What about the why? Is alopecia areata hereditary? Two very good questions.
Autoimmune Diseases 101
Autoimmune diseases can affect anyone, at anytime. Alopecia areata is considered to be an autoimmune disease, although with far less disability and severity than a condition like lupus erythematosus or autoimmune hepatitis.
Is Alopecia Areata Hereditary?
No one really knows why the immune system disrupts the normal function of hair follicles. Genetics is a possible answer, but certainly not the only factor. Genetics do not explain it all.
Often people with alopecia areata are in a familial gene pool where other autoimmune diseases are evident. But not everybody who gets an autoimmune condition has a family history of abnormal immune responses. You might be the only person in your family. That supports the theory that other environmental factors are also at work in the development of autoimmune diseases and alopecia areata. Those other factors are commonly called "triggers" and can include exposure to trauma, infection, surgery or even the changing hormones of pregnancy. Often the trigger is unknown.
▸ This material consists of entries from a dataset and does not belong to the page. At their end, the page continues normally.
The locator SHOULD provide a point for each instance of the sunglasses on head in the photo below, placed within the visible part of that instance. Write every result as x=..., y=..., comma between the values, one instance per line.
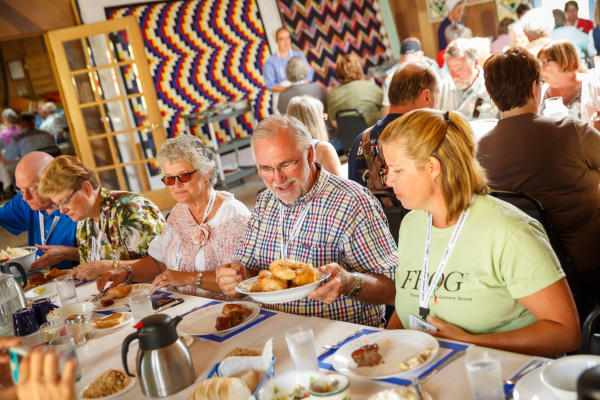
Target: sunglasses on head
x=183, y=178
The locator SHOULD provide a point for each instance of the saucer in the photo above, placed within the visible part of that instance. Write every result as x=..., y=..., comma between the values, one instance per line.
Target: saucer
x=531, y=387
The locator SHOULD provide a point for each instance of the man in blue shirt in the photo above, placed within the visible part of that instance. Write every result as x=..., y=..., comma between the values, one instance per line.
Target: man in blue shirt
x=274, y=67
x=52, y=232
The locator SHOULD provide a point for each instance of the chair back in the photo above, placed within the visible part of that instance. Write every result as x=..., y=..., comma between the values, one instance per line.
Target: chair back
x=350, y=123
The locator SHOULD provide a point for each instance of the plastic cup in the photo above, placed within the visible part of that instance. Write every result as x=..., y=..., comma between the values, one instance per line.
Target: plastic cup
x=301, y=345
While researchers do know that both genetics and environmental triggers are part of the alopecia areata "puzzle" it's unknown how much each contributes to the AA of a particular individual. AA results from a multiplex of genes, not just one specific gene. There is no known predictor of how many AA genes you inherit, their persistence and how strong the genetic influence is in you. Alopecia areata often skips generations with no predictability.
What Do Demographics Tell Us About Our Risk?
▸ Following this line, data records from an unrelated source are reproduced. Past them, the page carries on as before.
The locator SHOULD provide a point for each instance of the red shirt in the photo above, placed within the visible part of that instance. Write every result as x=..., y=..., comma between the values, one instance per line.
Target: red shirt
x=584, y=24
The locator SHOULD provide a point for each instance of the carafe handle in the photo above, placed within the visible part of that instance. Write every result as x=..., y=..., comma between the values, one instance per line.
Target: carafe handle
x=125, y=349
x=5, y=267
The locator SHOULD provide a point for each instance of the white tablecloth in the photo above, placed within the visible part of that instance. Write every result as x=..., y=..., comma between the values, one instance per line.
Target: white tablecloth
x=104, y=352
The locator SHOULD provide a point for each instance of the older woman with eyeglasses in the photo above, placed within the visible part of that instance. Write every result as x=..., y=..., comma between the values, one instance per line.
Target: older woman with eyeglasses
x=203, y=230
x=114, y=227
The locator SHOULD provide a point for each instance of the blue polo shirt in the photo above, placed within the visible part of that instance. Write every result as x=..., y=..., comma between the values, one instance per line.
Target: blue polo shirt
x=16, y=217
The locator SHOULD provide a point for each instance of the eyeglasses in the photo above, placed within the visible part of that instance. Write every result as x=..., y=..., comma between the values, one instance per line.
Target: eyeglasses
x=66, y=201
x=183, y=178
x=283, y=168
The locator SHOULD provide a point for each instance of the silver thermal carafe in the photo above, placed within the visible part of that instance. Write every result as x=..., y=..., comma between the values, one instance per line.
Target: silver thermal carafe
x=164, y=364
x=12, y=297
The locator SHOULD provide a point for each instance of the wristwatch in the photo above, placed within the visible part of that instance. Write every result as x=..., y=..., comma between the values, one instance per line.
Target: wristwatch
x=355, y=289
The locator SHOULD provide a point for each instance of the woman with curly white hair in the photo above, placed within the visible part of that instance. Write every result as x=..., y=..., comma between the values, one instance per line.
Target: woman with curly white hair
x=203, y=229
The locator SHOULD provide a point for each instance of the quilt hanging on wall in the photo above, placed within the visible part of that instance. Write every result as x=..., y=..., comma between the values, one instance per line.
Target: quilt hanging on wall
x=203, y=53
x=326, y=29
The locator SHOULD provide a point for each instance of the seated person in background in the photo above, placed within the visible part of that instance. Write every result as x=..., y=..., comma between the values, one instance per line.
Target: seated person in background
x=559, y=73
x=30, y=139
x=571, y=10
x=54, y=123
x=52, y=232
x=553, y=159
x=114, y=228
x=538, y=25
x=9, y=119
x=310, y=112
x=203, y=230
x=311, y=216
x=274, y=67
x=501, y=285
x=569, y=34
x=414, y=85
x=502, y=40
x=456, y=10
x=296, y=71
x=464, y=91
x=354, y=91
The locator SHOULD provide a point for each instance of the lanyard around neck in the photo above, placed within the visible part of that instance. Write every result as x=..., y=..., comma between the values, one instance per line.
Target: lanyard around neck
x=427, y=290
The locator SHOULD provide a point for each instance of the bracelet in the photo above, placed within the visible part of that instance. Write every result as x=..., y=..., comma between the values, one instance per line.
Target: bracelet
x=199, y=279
Demographic studies put the number of people in our general population who have AA at the same time at only 0.05% - 0.1% of the population. These demographic estimates include every type of AA ranging from small, transient patches up to total hair loss (universalis).
In the most recent studies, the average lifetime risk for any individual in the general population to experience any form of AA is close to 2%. In talking to others, remember the essential qualifier phrase "lifetime risk" because 2% of our current population (six million) do not experience AA today. Let's put it another way: you may have read the number six million as in "six million Americans are affected." Most people would read that as meaning that six million people have AA in the USA today when the real prevalence is a small fraction of that.
Researchers consider the alopecia areata disease to be a result of complex genetic and environmental factors. They know that the genetic predisposition to alopecia areata is influenced by a multiplex of genes, not by one gene. Additonally, the strength of the influence of your inherited genes versus your environmental triggers cannot be pre-determined. That's what makes the diagnosis of AA frustrating...it's the not knowing when or if your AA will start or stop or how severe it will be.
If I Have Alopecia Areata Will My Children Have It Too?
According to statistical studies, there is a higher incidence in blood relatives, often estimated at a 1 in 5 chance. However, because the data encompasses very distant blood relatives, many researches regard the real risk as likely much lower than a 1 in 5 chance. Overall, the risk of you having a child with AA is very small indeed.
Alopecia areata can be psychologically shocking. It is understandable to worry about whether you will pass the condition on to your children or if you are likely to develop it if a parent is a sufferer. The answer is a frustrating but small maybe.
There is no straightforward answer to the heredity question. At best, a family history of the condition is a risk factor, but not a reason to panic.